Friday, April 8, 2011

Awesome Question from Tom About Yarn Weights

"Can you explain for us un seasoned MK'ers what the coned yarn weights are in relation to the Yarn Council chart? What is a Yarn Council "1" equal to on coned yarns? Example: 2/10, 5/12 and etc."

The top number is how many strands or plies are twisted to make that particular yarn and the bottom number is a measurement of thickness - how much length you get in a certain weight of yarn.  Therefore, the bigger the bottom number, the skinnier the strand.

This isn't entirely precise because some fibers weigh more than others for the same thickness and yardage.  It gives you a starting place, though!

I have done some research on this issue and am not any kind of expert. I get befuddled once they start talking about S and Z twists and tiny cotton fibers.  Maybe a person from the textile industry can weigh in and help us.  It does seem to me that weavers can use yarns that behave badly for knitters. 

I do have a lot of experience, though, that is, I've struggled for years to make very nice knitted items, so I have a rule-of-thumb method for figuring out the weight (thickness) of coned yarn when all I have is that marking.  What I do is divide the bottom number by the top number, which I realize is backwards for fractions, to get a number to help me classify the yarn.  For instance, with a 1/12 or a 2/24, I get "12" which to me means it's lace weight.  If I get anywhere from a 9 to a 12, I'll call it a lace weight, but I know a 12 is a lot thinner than a 9.

If I divide and get about a six, with a 1/6, 2/12, 3/18, that's about fingering weight and is just wonderful for the standard machine.  I figure 6 is right in the middle of the fingering group and would say that anything from about 5-8 goes in that family.

It follows from this that 2 strands of a "12" gives you a "6."  For instance, two strands of 2/24 gives you 4/24.

I hardly ever buy much thicker yarn on cones, and if I do, it seems like the seller has described the thickness.  
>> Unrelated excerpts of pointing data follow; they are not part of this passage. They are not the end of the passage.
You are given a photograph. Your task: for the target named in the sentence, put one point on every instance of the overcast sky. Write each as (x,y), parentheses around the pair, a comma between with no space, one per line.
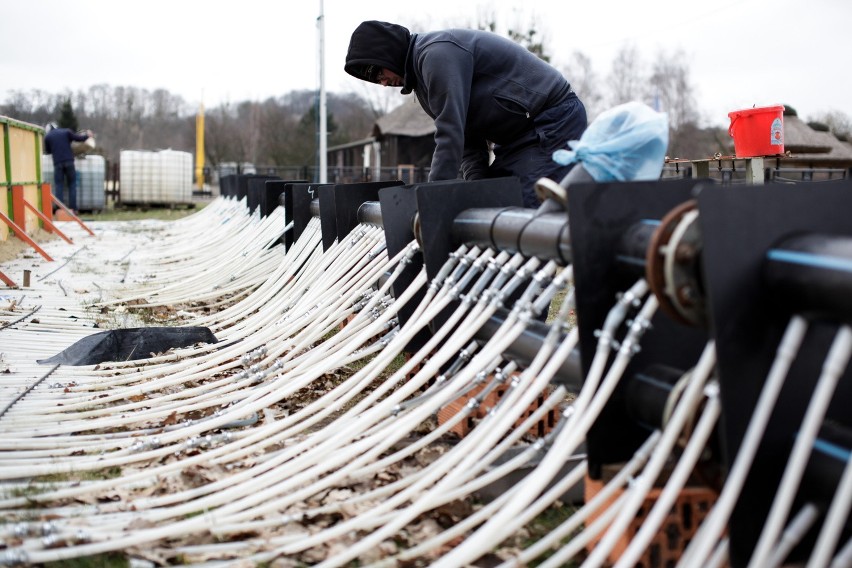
(740,53)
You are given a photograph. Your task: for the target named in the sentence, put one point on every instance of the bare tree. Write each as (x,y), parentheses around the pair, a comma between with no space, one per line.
(838,123)
(625,79)
(671,90)
(586,83)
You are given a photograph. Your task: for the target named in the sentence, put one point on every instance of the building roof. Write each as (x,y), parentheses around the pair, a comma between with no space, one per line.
(408,119)
(802,140)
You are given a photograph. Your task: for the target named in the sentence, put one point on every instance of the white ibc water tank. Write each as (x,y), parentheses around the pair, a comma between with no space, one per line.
(164,176)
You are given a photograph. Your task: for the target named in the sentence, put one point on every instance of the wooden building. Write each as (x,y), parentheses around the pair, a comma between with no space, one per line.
(400,147)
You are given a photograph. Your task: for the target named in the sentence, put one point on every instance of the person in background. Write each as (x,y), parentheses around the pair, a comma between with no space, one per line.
(57,143)
(480,89)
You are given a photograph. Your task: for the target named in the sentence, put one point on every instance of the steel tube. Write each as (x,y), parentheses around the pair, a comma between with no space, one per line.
(516,229)
(370,213)
(812,274)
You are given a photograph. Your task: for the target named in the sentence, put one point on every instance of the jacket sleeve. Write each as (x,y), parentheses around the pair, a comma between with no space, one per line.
(475,158)
(447,71)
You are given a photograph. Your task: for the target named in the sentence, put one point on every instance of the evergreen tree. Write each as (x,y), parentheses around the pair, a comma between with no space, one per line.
(67,118)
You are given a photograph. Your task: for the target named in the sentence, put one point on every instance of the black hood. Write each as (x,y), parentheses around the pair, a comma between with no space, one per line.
(375,45)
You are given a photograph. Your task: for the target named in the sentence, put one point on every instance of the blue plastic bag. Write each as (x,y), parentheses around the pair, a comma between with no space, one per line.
(625,143)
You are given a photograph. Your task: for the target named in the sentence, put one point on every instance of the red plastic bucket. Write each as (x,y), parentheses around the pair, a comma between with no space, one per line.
(757,131)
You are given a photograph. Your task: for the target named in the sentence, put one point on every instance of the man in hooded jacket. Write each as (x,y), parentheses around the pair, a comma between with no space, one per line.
(478,87)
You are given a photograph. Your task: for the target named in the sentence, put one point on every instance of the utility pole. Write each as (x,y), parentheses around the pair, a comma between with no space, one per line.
(323,130)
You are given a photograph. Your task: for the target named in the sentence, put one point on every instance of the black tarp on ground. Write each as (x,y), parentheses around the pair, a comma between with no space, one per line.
(129,344)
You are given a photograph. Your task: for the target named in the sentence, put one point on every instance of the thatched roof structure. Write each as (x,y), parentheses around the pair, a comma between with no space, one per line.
(408,119)
(803,141)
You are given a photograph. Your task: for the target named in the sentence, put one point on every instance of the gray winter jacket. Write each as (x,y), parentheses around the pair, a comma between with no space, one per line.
(476,85)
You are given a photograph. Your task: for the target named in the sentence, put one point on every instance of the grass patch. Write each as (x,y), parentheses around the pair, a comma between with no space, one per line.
(163,213)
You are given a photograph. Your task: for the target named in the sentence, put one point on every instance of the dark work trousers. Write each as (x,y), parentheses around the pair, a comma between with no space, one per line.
(531,157)
(65,173)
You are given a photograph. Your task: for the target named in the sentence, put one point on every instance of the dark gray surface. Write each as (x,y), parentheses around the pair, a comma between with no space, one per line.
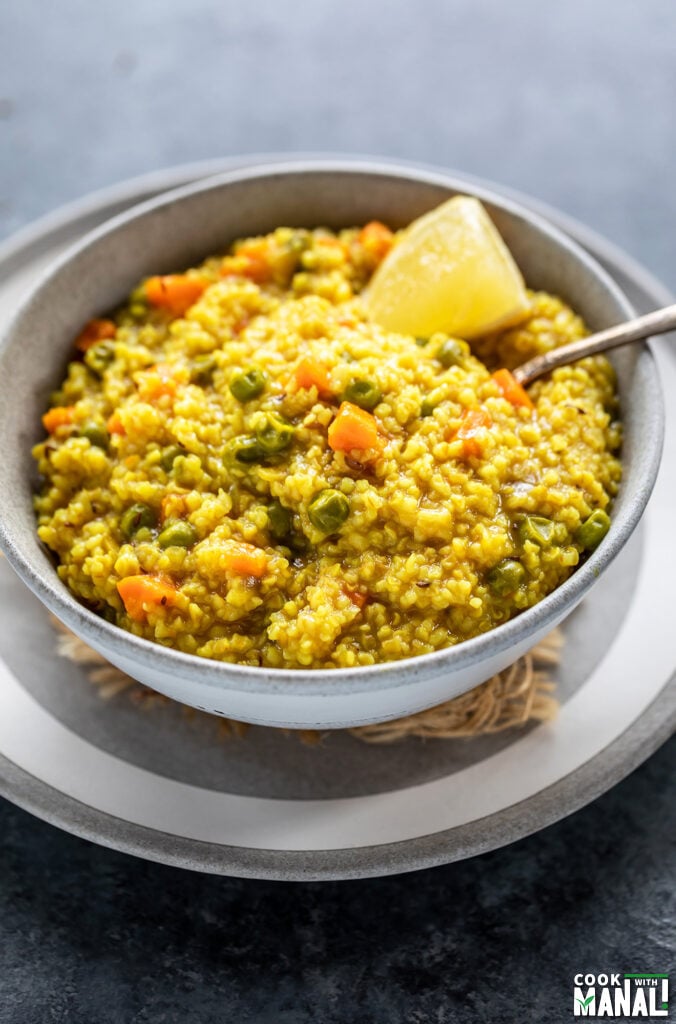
(268,762)
(571,102)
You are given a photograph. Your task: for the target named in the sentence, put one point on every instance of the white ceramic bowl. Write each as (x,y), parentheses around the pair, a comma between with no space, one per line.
(178,229)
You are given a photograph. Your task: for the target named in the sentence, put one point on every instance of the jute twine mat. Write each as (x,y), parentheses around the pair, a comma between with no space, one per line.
(521,693)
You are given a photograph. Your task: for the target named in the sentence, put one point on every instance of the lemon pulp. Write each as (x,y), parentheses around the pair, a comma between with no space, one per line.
(450,271)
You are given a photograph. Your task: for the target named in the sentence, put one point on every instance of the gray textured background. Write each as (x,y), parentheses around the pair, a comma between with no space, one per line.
(573,103)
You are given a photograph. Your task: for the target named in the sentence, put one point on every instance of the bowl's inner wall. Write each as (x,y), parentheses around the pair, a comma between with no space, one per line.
(178,235)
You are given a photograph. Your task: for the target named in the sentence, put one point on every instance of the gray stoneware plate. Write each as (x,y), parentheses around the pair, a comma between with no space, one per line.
(168,788)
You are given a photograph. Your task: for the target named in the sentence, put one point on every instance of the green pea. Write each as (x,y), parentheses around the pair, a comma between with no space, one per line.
(275,434)
(245,449)
(136,517)
(203,370)
(452,352)
(169,457)
(328,510)
(593,529)
(506,577)
(98,357)
(279,520)
(537,528)
(177,535)
(95,433)
(248,385)
(366,394)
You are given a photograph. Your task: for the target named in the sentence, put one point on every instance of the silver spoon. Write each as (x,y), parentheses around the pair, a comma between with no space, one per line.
(643,327)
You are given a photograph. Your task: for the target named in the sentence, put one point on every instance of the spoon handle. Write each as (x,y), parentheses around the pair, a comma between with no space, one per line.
(658,322)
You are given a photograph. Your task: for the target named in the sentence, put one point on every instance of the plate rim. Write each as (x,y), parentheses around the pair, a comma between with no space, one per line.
(609,766)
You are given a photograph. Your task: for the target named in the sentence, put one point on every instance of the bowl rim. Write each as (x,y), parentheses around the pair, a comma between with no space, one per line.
(340,681)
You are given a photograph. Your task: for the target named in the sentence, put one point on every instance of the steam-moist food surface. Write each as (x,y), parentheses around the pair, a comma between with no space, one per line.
(241,465)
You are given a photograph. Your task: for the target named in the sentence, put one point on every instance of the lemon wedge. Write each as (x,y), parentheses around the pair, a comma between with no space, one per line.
(450,271)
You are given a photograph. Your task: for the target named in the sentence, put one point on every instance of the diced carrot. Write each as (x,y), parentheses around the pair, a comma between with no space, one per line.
(142,593)
(115,424)
(245,559)
(474,422)
(252,260)
(59,416)
(311,373)
(155,383)
(376,239)
(172,506)
(94,331)
(512,390)
(353,428)
(175,292)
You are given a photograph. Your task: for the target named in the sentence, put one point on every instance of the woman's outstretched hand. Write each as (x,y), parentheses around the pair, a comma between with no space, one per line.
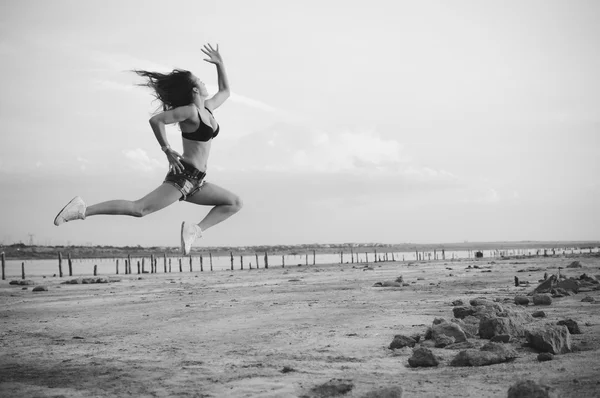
(214,56)
(173,158)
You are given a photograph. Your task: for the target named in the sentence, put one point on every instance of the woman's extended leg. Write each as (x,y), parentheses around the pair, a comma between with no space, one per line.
(226,204)
(161,197)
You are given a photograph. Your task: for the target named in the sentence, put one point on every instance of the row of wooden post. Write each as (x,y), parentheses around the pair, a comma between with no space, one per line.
(154,261)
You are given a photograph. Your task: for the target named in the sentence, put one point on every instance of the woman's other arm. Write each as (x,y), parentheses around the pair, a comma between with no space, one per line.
(215,58)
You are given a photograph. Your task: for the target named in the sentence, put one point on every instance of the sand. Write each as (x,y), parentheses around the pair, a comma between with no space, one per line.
(278,333)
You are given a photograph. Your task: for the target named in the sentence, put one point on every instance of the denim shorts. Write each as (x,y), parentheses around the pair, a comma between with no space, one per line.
(188,182)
I knit a lot of swatches.  It's not just to get gauge - it's to feel the swatches and wash the swatches and make decisions about how best to use the yarn.  I think about whether the fabric is stable, not warpy or shapeless.  I want to make sure the fabric feels good, and isn't too dense or loose.  And of course, I use swatches to help decide about textures and color combinations.